Data Scientist - Machine Learning
Job DescriptionJob Description
Data Scientist - Machine Learning ROCGJP00027870
A leading biotechnology company is seeking a Data Scientist - Machine Learning. The right candidate will work closely with multi-disciplinary teams to design, develop and deploy structured, high-quality data solutions in particular Large Model (LLM) applications. These solutions will be leveraged across the Product Development organization to help our teams fulfill our mission: to do now what patients need next. We focus on delivering technology that evolves the practice of medicine and helps patients live longer, better lives. We are a diverse team of open and friendly people, enthusiastic about technological novelties and optimal enterprise solutions. We share knowledge, experience & appreciate different points of view.
Data Scientist - Machine Learning Pay and Benefits:
- Hourly pay: $75-$85/hr (pay varies based on candidate's experience)
- Worksite: Leading biotechnology company (South San Francisco, CA 94080)
- W2 Employment, Group Medical, Dental, Vision, Life, Retirement Savings Program, PSL
- 40 hours/week, 12 Month Assignment
Data Scientist - Machine Learning Responsibilities:
- Partner with fellow Data Scientists, ML engineers, MLOps / DevOps engineers and cross functional teams to solve complex problems and create unique solutions by using modern NLP technologies in particular LLMs.
- Build data pipelines and deployment pipelines for ML models.
- Development of ML models according to business and functional requirements.
- Able to help deploy various models and tune them for better performance.
- Document and communicate the design and implementation details.
- Contribute to the DSE AI team on technical decisions.
- Collaborate with clients, and informatics departments to deploy scalable and easy-to-maintain solutions.
- Serves as a technical point of contact for enterprise-wide technologies solutions. Leads complex troubleshooting efforts and root cause analysis.
Data Scientist - Machine Learning Qualifications:
- 2+ years of commercial Data Engineering / ML Engineering / MLOps / UI/UX engineering experience.
- 3+ years of commercial software engineering experience.
- Master in quantitative field (e.g. mathematics, statistics, computer science, EE, etc.), and/or Life Sciences degree with significant computational experience, or equivalent, with 5+ year working experience in Data Science. PhD a plus.
- Experience with LLM applications development including tool using and reasoning, for instance RAG solution and code interpreter.
- Experience with LLM fine tuning a big plus.

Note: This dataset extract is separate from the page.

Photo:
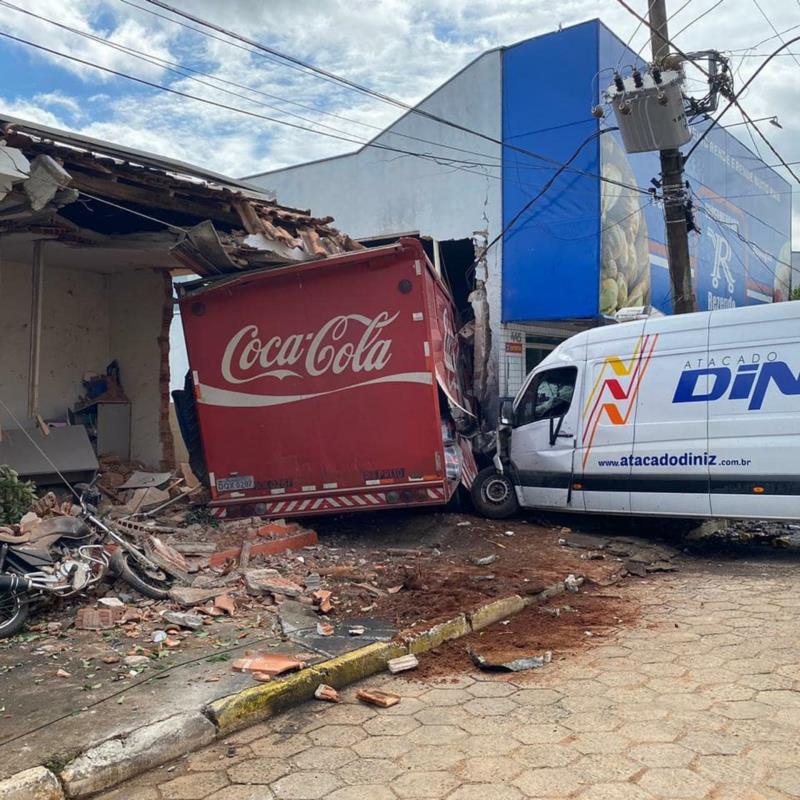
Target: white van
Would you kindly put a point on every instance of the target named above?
(695, 415)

- Experience in building data pipelines and deployment pipelines for LLM applications
- Recent experience with ML/AI toolkits such as AWS Sagemager (other toolkits like Pytorch, Tensorflow, Keras, MXNet, H20, etc are nice to have).

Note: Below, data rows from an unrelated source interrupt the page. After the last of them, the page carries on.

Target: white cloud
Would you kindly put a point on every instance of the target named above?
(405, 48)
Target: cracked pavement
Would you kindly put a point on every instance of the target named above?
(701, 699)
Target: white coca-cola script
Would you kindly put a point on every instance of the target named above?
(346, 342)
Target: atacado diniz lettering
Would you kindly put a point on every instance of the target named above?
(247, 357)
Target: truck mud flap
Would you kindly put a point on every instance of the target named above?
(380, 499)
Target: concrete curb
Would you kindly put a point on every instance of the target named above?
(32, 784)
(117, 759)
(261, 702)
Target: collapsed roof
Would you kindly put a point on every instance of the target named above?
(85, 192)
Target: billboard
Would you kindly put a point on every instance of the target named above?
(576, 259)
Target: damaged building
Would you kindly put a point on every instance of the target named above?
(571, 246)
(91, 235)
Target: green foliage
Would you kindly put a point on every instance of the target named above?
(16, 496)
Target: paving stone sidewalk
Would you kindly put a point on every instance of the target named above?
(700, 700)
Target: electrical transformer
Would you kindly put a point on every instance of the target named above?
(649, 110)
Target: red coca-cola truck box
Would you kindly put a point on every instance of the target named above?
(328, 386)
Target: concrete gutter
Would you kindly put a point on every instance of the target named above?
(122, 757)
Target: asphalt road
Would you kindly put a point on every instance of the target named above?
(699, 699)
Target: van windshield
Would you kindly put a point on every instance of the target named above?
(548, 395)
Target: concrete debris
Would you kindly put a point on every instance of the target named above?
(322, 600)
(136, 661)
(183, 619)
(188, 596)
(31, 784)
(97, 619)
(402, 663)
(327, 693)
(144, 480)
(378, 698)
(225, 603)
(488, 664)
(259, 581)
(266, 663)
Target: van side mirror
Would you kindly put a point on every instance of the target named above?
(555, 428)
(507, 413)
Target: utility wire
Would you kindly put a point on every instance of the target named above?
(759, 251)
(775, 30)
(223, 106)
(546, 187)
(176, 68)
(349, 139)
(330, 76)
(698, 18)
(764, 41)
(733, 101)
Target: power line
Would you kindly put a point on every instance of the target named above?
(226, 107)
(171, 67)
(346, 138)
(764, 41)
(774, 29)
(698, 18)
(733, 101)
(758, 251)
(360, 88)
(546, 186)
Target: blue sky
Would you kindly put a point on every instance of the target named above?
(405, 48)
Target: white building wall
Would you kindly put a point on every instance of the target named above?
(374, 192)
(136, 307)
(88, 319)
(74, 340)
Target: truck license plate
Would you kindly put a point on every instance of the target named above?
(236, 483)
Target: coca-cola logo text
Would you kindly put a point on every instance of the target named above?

- Experience with MLOps technologies (Sagemaker, Vertex AI, Kubeflow).
- Experience with deployment of scalable apps a plus.

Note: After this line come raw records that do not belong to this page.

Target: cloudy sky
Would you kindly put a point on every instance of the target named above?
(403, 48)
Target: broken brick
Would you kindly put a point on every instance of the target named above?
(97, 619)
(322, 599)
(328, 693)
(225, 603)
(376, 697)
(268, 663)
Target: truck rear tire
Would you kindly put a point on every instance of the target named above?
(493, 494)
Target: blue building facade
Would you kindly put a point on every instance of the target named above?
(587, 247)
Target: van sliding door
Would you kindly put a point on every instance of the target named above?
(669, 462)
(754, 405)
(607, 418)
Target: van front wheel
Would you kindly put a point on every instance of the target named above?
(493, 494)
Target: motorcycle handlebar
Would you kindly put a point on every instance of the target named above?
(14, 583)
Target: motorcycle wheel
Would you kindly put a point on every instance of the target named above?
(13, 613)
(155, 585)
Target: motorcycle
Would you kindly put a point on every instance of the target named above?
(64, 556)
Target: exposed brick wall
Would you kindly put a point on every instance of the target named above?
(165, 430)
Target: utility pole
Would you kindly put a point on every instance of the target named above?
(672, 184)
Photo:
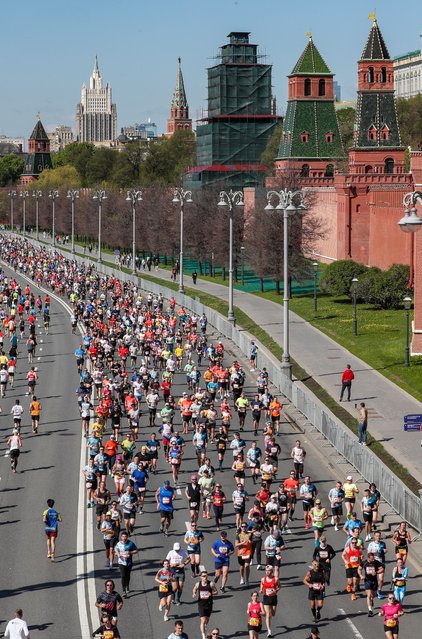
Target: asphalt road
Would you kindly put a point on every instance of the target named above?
(50, 465)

Experience with clinical study data a plus. - Experience with cloud solutions (AWS / Azure / GCP), docker.
- Proven scripting and automation skills.
- Good knowledge of: git, bash, linux, CI/CD tools (e.g. jenkins, gitlab CI), software lifecycle, RDB, visualization tools eg Tableau, Jira, confluence.
- Programming : Python, R.
- Test driven development, good coding practices.
- Problem-solving and decision-making skills.
- Good interpersonal skills.
- Customer & delivery focus.
- Ability to work effectively with team members and virtual teams from different locations and different cultural backgrounds.